Having witnessed the terrible devastation wrought by the 1932 epidemic, it is not surprising that the Nationalist Government was extremely alarmed when millions of refugees took to the roads to escape oncoming Japanese invasion in 1937. With Wuhan serving as the temporary capital of Nationalist China following the fall of Nanjing, many of these refugees soon began to arrive in the city. Lacking adequate accommodation and suffering aerial bombardments, Wuhan struggled to cope. Soon propagandists began to promote anti-epidemic measures as part of the broader war effort. Flies often serve as a vector for cholera infection. These insects were now portrayed as the equivalent of the invading Japanese army, and vice versa. The Nationalists were hardly unique in drawing such comparisons. As Edmund Russel has noted, throughout the modern era people have sought to anthropomorphize insects, turning them into conscious adversaries with wicked plans, whilst they have also sought to dehumanize enemy soldiers, suggesting that they need to be eradicated like insects. In 1938, the Nationalists claimed that the common fly and the Japanese army both posed an existential threat to China, proclaiming that ‘If you don’t kill it, it’s going to kill you.’

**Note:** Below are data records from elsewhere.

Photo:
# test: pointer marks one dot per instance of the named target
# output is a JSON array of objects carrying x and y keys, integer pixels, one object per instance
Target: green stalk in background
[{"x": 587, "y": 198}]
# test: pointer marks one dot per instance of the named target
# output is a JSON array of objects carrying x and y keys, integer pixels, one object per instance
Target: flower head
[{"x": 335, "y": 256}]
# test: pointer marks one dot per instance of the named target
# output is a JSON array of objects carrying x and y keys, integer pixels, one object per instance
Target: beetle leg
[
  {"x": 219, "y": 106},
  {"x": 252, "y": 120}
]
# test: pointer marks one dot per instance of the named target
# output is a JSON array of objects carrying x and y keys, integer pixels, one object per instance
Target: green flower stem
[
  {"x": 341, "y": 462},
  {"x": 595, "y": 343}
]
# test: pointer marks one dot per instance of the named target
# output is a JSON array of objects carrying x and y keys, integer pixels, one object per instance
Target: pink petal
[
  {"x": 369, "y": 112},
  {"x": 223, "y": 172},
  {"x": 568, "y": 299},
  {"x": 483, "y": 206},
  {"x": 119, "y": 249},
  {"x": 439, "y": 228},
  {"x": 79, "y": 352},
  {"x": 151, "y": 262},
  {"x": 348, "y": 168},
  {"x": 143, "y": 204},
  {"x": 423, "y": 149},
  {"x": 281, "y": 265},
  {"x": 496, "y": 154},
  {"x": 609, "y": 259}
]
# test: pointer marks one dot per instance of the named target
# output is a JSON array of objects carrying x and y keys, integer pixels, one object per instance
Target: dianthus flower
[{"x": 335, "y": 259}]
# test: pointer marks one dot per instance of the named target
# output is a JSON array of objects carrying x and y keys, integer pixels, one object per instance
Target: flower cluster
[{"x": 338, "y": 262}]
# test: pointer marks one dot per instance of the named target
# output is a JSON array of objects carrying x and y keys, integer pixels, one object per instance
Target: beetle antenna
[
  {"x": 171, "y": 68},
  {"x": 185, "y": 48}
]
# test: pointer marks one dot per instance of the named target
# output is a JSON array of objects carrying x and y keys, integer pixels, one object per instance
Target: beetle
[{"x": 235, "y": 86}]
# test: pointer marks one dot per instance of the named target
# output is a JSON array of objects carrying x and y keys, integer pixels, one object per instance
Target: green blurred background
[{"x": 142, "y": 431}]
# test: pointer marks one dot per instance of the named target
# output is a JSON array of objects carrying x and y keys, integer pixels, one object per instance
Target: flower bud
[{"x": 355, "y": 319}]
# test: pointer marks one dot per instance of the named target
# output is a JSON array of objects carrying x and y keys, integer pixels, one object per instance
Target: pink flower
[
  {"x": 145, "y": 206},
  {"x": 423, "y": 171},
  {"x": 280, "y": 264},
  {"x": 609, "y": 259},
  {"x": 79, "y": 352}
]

Wuhan eventually fell to the Japanese, meaning that Nationalist anti-epidemic measures were relocated to Chongqing. Tackling cholera remained a major task for the government during the war, particularly when a deadly epidemic struck Yunnan. In her recent book, Mary Brazelton demonstrates that while efforts to implement mass vaccination during the war were severely constrained, the expertise developed during this period would form a vital blueprint for the health campaigns implemented by the Chinese Communist Party after 1949. These campaigns would eventually vastly diminish the impact that cholera, in Wuhan as elsewhere in the People’s Republic. While the Chinese government was happy to take the credit for this, in reality cholera prevention was the culmination of decades of effort, conducted by numerous different organizations, both domestic and international. Despite these efforts, cholera remains a threat in the world today, as is most tragically demonstrated by the ongoing outbreak in Yemen. The strain of cholera has changed, yet the context for its transmission – poverty, sanitary collapse, and warfare – is strikingly similar to that found in early twentieth century China. Thus, as we enter the age of COVID-19 it is worth reflecting on the fact that we have not escaped the time of cholera.
Some Further Reading
- Brazelton, Mary Augusta, Mass Vaccination Citizens’ Bodies and State Power in Modern China, Ithaca, Cornell University Press, 2019
- MacPherson, Kerrie, “Cholera in China, 1820–1930: An Aspect of the Internationalization of Infectious Disease,” in Mark Elvin and Ts’ui-jung Liu (eds.), Sediments of Time: Environment and Society in Chinese History, 487–519. Cambridge: Cambridge University Press, 1998.
- Peckham, Robert, Epidemics in Modern Asia. New Approaches to Asian History, Cambridge, Cambridge University Press, 2016.
- Poon, Shuk-wah, “Cholera, Public Health, and the Politics of Water in Republican Guangzhou,” Modern Asian Studies, 47(2), 2013. 436-466
- Russell, Edmund. War and Nature : Fighting Humans and Insects with Chemicals from World War I to Silent Spring. Studies in Environment and History. Cambridge: Cambridge University Press, 2001.